17. The non-transitory processor-readable medium of claim 15, wherein the stored processor-executable instructions are configured to cause a processor of a computing device to perform operations wherein the first set of characteristics of the computing devices includes:
available memory bandwidth;
available compute capacity; and
available communication bandwidth between the computing devices.
18. The non-transitory processor-readable medium of claim 15, wherein the stored processor-executable instructions are configured to cause a processor of a computing device to perform operations wherein dividing the LXM into the first portions based on the first set of characteristics of the computing devices of the cluster comprises dividing the LXM into the first portions LXM based on the first set of characteristics of the first plurality of computing devices of the cluster so as to approximately balance execution time of the first portions by the first plurality of the computing devices.

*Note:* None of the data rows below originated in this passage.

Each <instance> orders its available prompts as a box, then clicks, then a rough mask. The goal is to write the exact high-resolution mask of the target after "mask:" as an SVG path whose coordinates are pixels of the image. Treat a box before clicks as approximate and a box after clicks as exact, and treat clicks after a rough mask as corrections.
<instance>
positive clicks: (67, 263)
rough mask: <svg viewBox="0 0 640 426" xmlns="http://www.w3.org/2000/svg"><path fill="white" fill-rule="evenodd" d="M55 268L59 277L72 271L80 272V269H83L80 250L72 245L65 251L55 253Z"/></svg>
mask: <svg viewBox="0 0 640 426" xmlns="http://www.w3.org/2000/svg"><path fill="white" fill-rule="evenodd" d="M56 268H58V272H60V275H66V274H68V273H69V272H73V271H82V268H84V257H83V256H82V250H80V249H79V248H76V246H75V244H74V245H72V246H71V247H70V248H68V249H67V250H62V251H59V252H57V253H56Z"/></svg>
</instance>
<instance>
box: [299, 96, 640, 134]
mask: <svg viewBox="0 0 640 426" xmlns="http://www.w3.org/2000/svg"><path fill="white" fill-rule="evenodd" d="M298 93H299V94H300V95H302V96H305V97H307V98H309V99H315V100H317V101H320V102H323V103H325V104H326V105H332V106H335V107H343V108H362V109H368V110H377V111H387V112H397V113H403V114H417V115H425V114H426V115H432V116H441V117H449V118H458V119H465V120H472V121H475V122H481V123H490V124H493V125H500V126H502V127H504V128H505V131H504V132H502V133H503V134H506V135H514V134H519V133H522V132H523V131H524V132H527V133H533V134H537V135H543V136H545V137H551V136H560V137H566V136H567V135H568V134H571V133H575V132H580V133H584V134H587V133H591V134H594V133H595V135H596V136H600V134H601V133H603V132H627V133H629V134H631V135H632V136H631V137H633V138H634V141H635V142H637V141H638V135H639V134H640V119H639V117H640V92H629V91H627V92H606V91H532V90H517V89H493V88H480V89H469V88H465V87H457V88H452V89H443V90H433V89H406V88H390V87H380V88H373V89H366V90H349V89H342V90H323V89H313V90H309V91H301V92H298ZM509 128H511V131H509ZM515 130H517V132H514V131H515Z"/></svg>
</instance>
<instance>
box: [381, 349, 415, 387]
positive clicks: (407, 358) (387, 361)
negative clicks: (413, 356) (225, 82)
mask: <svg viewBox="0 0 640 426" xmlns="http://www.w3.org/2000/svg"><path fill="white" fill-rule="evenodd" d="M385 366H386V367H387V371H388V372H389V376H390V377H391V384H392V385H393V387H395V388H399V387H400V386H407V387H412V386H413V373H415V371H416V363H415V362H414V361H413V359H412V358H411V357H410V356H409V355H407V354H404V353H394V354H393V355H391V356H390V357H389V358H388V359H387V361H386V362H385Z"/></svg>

19. The non-transitory processor-readable medium of claim 15, wherein the stored processor-executable instructions are configured to cause a processor of a computing device to perform operations wherein dividing the LXM into the first portions based on the first set of characteristics of the computing devices of the cluster comprises dividing the LXM into the first portions based on the first set of characteristics of the computing devices of the cluster and a length of at least one input token.
20. The non-transitory processor-readable medium of claim 15, wherein the stored processor-executable instructions are configured to cause a processor of a computing device to perform operations wherein the at least one layer of the LXM of any of the first portions includes one or more of one or more input layers, one or more decoder layers, or one or more output layers.